Animation outlines improvements to SEND services

Hull City Council, along with Hull NHS Clinical Commissioning Group (CCG), is working to involve families of children with special educational needs and disabilities (SEND) in all aspects of shaping services, and making sure they are aware of the support available.

The council and CCG work closely with Hull Parent and Carer Forum, who have produced an animation about how SEND services are developing and improving. The video aims to explain changes in everyday language and provide context for families.

Councillor Shane McMurray, portfolio holder for children’s services said: “There have been many changes over the last few years and central to this is involving families using the services, and coproducing them. We wanted to illustrate the changes to families and also inform them of what still needs to be done, and what better way than with an animation.”

Watch the animation here

The animation outlines areas of change including the reduction of waiting lists for speech and language therapy, training on autism to all secondary schools, listening events to hear the experiences of families, concerns and ideas, a new Local Offer website so it’s easier for families to find information they need and development of a coproduction charter.

It also highlights areas which still need further development, such as making it easier for people to access and get referred to neurodiversity services such as autism and ADHD, and ensuring families feel listened to and valued.

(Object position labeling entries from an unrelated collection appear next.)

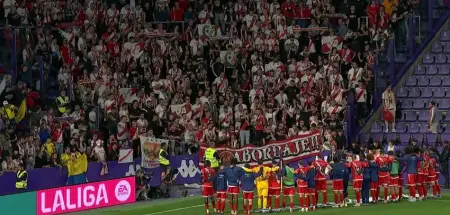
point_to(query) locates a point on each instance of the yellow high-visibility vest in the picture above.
(61, 102)
(209, 156)
(163, 160)
(21, 184)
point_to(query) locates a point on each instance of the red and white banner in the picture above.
(293, 149)
(126, 156)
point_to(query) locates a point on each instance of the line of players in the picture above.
(369, 175)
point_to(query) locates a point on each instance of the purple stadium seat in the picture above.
(406, 104)
(378, 137)
(420, 70)
(435, 81)
(391, 136)
(423, 81)
(423, 128)
(445, 82)
(443, 69)
(439, 93)
(418, 137)
(431, 70)
(446, 47)
(402, 92)
(404, 138)
(445, 36)
(419, 104)
(426, 92)
(431, 139)
(411, 81)
(428, 58)
(440, 58)
(414, 93)
(376, 127)
(443, 104)
(400, 127)
(423, 116)
(401, 58)
(437, 47)
(413, 128)
(364, 137)
(445, 137)
(410, 116)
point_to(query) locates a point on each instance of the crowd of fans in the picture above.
(193, 71)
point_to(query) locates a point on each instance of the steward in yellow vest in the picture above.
(62, 101)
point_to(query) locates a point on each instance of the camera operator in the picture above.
(168, 182)
(142, 185)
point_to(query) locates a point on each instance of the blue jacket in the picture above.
(220, 181)
(310, 178)
(373, 171)
(338, 172)
(411, 163)
(233, 175)
(248, 179)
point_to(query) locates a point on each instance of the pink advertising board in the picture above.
(86, 196)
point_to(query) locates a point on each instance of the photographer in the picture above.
(168, 182)
(142, 185)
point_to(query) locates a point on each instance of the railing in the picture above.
(392, 65)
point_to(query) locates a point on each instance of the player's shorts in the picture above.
(394, 181)
(382, 181)
(420, 178)
(338, 185)
(233, 190)
(321, 185)
(207, 192)
(357, 184)
(411, 179)
(302, 190)
(263, 191)
(274, 191)
(248, 194)
(373, 185)
(289, 191)
(221, 195)
(431, 177)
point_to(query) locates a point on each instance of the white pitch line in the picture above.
(196, 206)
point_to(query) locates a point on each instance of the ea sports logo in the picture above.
(123, 190)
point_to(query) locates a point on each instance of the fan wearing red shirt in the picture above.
(321, 183)
(357, 167)
(207, 189)
(383, 162)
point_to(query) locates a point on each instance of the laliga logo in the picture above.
(188, 171)
(123, 190)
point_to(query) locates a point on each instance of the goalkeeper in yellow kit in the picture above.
(262, 185)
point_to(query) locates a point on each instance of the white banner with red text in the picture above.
(293, 149)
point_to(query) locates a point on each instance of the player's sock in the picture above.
(358, 196)
(412, 191)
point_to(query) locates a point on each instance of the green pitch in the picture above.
(194, 206)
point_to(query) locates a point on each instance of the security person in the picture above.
(212, 156)
(8, 111)
(62, 101)
(21, 179)
(163, 157)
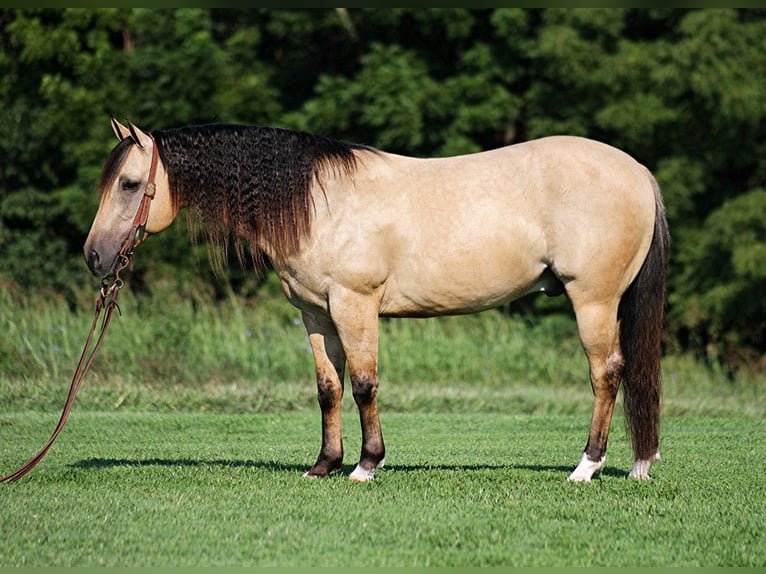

Laura Jones, lead for Hull’s Parent and Carer Forum said: “We would like to say a huge thank you to all the parent carers who have engaged with us and fed back their views, or participated in events to share their experiences.

“We know only too well as parent carers ourselves that the SEND world can be exhausting to navigate and we are passionate about working with our local partners to use our members’ vast knowledge and lived experience to help shape improvements.

“We are really pleased that positive steps are ongoing and that families experiences are a key part on the journey.”

A progress review took place in January 2022 of SEND services, by the Department for Education. The review found relationships with schools have improved, speech and language therapy continues to improve, autism waiting lists have reduced and there has been a more personalised approach by services. Northcott Outreach Team was specifically praised.

Over the next six months further improvements are planned including new neurodiversity pathways for autism, ADHD and learning difficulties, autism waiting lists will continue to reduce, and services will continue to further improve coproduction and the experiences of parents and carers.